Gelandang Juventus itu memang menjadi salah satu pemain sepakbola profesional yang beragama Islam. Mantan pemain Manchester United itu menjadi mualaf saat berusia 20 tahun dan terus berusaha belajar dan memahami nilai-nilai ajaran Islam sampai sekarang ini.
Diakuinya, saat menjalani wawancara bersama Al Jazeera, Islam dan ajaran di dalamnya sudah banyak membantunya di setiap segi kehidupan dan dalam karirnya sebagai pemain profesional.
“Agama telah banyak membantu saya. Inilah yang membuat saya tetap rendah hati, menjauhi media dan ketenaran, dan kembali ke dunia nyata,” ujarnya.
“Ini adalah bagian dari kekuatan mental yang membuat saya terus maju,” lanjut Pogba.
Ditanya mengenai pengaruh orang tua dan keluarganya ketika tumbuh dewasa, Pogba berkata: “Orang tua saya berasal dari Guinea, mereka pergi ke Prancis tetapi budayanya sama, Afrika.
“Saya bersama saudara laki-laki dan dua sepupu saya, jadi kami berlima. Saya dibesarkan dengan nilai-nilai besar dan kerja keras. Mereka datang ke Prancis, ada rasisme, tapi itu membuat saya lebih kuat dan siap untuk hidup.”
Dan bagaimana Pogba mewariskan apa yang dipelajarinya kepada anak-anaknya?
“Ketika mereka tidak berperilaku baik, saya katakan kepada mereka bahwa saya akan membawa mereka ke Guinea sehingga mereka dapat melihat nilai-nilai kehidupan yang sebenarnya,” klaim Pogba.
“Kami berusaha menjaga nilai rasa hormat, menjaga, dan menghabiskan semua makanan karena kami beruntung kami memiliki segalanya di Eropa. Di Afrika tidak sama.”
Pogba juga ingin membuktikan kepada para kritikus bahwa dirinya masih bisa membuat perbedaan.
“Saya ingin membuat mereka menjilat ludah mereka sendiri…Saya ingin menunjukkan kepada mereka bahwa saya tidak lemah. Mereka bisa berbicara buruk tentang saya. Saya tidak akan pernah menyerah,” akunya.
“Saya akan bekerja keras dan memberikan yang terbaik, bahkan lebih.
“Saya tidak pernah melihat seseorang di media berkata: ‘Mungkin ada sesuatu, apa yang terjadi? Apakah dia baik-baik saja secara mental?’ Hal-hal seperti itu. Kami melalui banyak hal. Kita tumbuh untuk bermain sepak bola, bukan untuk bersiap menghadapi media. Beberapa media akan mengangkat Anda begitu tinggi, lalu menjatuhkan dan menghancurkan Anda. Sulit. Saya tidak belajar bagaimana bersiap menghadapi pembicaraan negatif, kritik, atau rasisme, saya hanya datang untuk bermain sepak bola.

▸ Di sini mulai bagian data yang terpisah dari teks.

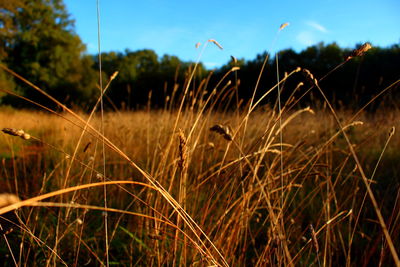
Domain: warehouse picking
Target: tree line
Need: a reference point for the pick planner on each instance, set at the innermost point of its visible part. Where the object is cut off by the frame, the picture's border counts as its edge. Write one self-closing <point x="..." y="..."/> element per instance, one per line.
<point x="38" y="41"/>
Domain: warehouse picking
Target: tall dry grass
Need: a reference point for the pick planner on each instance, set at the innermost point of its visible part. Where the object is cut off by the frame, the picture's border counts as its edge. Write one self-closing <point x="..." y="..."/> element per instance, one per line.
<point x="202" y="184"/>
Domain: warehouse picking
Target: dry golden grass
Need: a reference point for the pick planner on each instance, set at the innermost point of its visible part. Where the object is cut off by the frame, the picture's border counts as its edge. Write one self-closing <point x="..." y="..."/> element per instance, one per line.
<point x="199" y="185"/>
<point x="231" y="189"/>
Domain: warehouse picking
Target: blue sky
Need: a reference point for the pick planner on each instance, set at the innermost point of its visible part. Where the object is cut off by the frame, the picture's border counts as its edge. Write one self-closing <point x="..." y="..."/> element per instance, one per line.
<point x="243" y="28"/>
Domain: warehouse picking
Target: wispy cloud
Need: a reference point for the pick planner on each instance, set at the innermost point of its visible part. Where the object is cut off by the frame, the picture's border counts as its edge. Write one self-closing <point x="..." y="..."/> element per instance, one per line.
<point x="315" y="25"/>
<point x="306" y="38"/>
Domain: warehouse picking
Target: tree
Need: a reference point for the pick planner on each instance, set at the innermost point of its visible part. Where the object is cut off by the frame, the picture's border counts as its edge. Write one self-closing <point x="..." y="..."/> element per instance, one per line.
<point x="39" y="42"/>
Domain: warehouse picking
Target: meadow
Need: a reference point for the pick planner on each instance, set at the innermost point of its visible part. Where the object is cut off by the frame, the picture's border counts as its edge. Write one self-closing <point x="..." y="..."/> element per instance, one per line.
<point x="201" y="184"/>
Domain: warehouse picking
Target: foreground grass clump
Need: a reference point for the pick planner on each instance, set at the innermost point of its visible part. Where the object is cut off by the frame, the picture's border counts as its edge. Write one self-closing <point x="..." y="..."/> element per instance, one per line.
<point x="246" y="197"/>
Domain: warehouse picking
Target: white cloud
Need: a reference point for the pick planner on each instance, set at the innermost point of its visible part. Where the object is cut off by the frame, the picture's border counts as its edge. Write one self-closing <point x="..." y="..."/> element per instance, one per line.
<point x="315" y="25"/>
<point x="306" y="38"/>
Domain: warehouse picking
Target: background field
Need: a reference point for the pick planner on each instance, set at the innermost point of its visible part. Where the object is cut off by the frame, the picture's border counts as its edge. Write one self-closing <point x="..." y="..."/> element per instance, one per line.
<point x="247" y="216"/>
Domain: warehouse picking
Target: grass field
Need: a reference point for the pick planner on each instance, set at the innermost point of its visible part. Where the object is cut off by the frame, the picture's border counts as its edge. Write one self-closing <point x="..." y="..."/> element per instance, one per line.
<point x="199" y="183"/>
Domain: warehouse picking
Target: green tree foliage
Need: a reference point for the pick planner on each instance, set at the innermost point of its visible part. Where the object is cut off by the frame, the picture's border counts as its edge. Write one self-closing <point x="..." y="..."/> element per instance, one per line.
<point x="39" y="42"/>
<point x="352" y="84"/>
<point x="142" y="72"/>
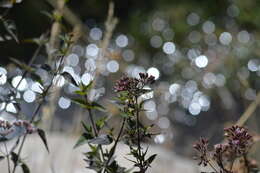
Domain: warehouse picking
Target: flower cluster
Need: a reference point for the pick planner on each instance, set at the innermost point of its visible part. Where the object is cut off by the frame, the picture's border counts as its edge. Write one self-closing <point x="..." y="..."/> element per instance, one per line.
<point x="202" y="148"/>
<point x="133" y="85"/>
<point x="238" y="144"/>
<point x="239" y="140"/>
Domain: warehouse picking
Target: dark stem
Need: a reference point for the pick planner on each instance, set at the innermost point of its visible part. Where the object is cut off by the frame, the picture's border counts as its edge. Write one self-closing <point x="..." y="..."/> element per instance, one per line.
<point x="116" y="142"/>
<point x="213" y="167"/>
<point x="246" y="163"/>
<point x="95" y="131"/>
<point x="138" y="135"/>
<point x="8" y="159"/>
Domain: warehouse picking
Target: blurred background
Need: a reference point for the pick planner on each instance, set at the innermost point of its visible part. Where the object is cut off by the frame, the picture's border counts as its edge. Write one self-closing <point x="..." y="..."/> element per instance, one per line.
<point x="204" y="56"/>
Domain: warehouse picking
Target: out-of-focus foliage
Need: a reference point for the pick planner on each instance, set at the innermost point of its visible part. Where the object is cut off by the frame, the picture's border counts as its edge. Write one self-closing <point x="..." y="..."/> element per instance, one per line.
<point x="204" y="54"/>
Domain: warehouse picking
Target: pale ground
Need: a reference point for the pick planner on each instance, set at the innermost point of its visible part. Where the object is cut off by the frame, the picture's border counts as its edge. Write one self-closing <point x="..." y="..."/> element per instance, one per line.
<point x="64" y="159"/>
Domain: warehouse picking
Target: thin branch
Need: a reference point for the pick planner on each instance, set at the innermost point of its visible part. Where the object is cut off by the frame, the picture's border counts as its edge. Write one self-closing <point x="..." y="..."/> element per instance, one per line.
<point x="8" y="159"/>
<point x="138" y="133"/>
<point x="116" y="142"/>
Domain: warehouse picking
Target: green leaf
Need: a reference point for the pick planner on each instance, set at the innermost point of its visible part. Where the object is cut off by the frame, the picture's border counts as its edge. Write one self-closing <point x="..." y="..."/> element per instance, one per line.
<point x="25" y="168"/>
<point x="81" y="141"/>
<point x="101" y="122"/>
<point x="2" y="158"/>
<point x="101" y="140"/>
<point x="42" y="135"/>
<point x="69" y="78"/>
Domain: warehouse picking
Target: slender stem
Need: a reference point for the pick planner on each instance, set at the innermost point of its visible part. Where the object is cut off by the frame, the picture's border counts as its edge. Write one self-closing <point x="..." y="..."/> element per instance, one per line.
<point x="246" y="163"/>
<point x="8" y="159"/>
<point x="92" y="122"/>
<point x="116" y="142"/>
<point x="95" y="131"/>
<point x="138" y="133"/>
<point x="37" y="110"/>
<point x="213" y="167"/>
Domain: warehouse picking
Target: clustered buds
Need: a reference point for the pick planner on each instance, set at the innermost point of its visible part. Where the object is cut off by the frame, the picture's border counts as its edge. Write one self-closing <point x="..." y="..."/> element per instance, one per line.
<point x="238" y="144"/>
<point x="202" y="148"/>
<point x="239" y="140"/>
<point x="133" y="85"/>
<point x="28" y="126"/>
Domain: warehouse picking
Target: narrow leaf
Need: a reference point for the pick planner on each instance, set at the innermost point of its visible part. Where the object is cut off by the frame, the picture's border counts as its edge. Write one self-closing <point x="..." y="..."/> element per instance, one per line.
<point x="69" y="78"/>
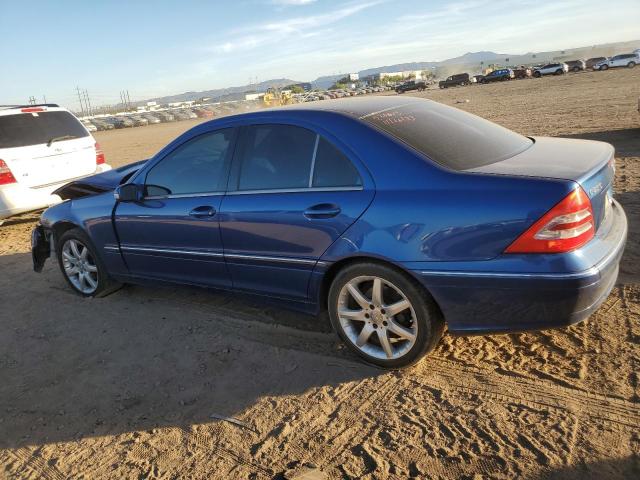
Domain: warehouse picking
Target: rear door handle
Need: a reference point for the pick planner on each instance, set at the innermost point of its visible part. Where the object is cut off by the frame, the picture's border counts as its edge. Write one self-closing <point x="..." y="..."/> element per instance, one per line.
<point x="203" y="212"/>
<point x="322" y="210"/>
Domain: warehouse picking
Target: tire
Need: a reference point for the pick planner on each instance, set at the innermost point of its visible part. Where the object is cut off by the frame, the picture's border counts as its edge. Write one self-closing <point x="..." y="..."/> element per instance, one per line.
<point x="418" y="322"/>
<point x="99" y="284"/>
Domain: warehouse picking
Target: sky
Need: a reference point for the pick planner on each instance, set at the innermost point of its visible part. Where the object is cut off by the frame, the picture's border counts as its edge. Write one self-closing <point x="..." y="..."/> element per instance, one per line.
<point x="159" y="47"/>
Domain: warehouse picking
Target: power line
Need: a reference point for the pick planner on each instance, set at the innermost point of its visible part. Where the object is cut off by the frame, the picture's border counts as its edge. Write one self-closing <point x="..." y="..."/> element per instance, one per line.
<point x="80" y="101"/>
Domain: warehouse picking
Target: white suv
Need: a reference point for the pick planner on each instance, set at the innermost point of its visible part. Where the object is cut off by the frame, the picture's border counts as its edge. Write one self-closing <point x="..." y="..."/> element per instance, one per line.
<point x="625" y="60"/>
<point x="41" y="148"/>
<point x="551" y="69"/>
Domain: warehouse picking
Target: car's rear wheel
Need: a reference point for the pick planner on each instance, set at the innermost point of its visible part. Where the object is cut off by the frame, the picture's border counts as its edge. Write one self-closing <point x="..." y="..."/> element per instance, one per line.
<point x="81" y="267"/>
<point x="383" y="315"/>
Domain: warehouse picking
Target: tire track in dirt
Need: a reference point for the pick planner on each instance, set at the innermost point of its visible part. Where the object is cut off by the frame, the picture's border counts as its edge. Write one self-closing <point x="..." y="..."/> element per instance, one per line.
<point x="28" y="460"/>
<point x="529" y="391"/>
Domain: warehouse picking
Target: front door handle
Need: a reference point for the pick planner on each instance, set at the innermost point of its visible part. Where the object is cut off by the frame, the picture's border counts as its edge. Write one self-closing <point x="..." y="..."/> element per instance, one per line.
<point x="203" y="212"/>
<point x="322" y="210"/>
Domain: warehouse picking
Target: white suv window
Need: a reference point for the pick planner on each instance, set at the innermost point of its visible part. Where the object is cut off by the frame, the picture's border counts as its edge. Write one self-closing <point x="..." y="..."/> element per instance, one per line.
<point x="36" y="128"/>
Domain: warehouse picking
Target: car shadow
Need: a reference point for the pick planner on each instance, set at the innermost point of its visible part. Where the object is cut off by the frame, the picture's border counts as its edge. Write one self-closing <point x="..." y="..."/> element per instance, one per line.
<point x="146" y="358"/>
<point x="625" y="141"/>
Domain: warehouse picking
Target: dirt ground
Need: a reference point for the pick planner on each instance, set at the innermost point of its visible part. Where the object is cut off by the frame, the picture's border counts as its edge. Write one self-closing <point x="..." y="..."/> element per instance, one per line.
<point x="134" y="385"/>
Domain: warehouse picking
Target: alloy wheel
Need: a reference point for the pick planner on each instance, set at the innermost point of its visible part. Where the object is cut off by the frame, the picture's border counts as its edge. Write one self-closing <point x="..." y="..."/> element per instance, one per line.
<point x="377" y="317"/>
<point x="79" y="266"/>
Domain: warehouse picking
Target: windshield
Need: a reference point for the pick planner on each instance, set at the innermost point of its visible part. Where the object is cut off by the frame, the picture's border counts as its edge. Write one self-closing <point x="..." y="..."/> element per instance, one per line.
<point x="24" y="129"/>
<point x="450" y="137"/>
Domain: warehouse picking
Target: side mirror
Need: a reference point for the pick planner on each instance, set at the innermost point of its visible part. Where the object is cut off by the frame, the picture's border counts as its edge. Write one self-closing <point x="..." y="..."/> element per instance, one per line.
<point x="129" y="192"/>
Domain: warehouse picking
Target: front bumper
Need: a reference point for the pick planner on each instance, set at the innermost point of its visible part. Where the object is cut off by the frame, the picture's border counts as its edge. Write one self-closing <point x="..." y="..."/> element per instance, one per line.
<point x="16" y="198"/>
<point x="480" y="302"/>
<point x="40" y="247"/>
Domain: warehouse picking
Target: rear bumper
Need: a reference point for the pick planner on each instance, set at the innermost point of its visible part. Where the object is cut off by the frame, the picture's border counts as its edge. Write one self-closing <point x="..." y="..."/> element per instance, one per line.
<point x="16" y="198"/>
<point x="480" y="302"/>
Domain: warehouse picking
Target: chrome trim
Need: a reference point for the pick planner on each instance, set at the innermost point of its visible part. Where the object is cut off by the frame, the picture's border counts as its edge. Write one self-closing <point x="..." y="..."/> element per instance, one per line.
<point x="297" y="190"/>
<point x="271" y="259"/>
<point x="442" y="273"/>
<point x="302" y="261"/>
<point x="171" y="250"/>
<point x="183" y="195"/>
<point x="313" y="161"/>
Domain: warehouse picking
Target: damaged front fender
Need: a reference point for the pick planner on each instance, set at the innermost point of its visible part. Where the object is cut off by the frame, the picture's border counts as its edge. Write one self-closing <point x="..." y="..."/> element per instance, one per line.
<point x="100" y="183"/>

“Sepak bola itu sangat indah, namun kejam. Orang bisa melupakanmu dalam satu hari. Kamu bisa melakukan sesuatu yang hebat, tapi keesokan harinya kamu bukan siapa-siapa. Orang-orang menunggu Anda, mengatakan ‘Dia sudah selesai, kariernya sudah habis.’ Anda mendapatkan komentar-komentar ini setelah mencetak gol, dan memenangkan Piala Dunia. Orang-orang melupakannya. Jadi, Anda harus membuktikannya setiap saat.
“Anda harus menerimanya, tapi tidak ada seorang pun yang bisa dikritik seperti itu. Banyak sekali pemain yang kehilangan mental, bahkan tidak mau bermain sepak bola lagi karena semua hal negatifnya.”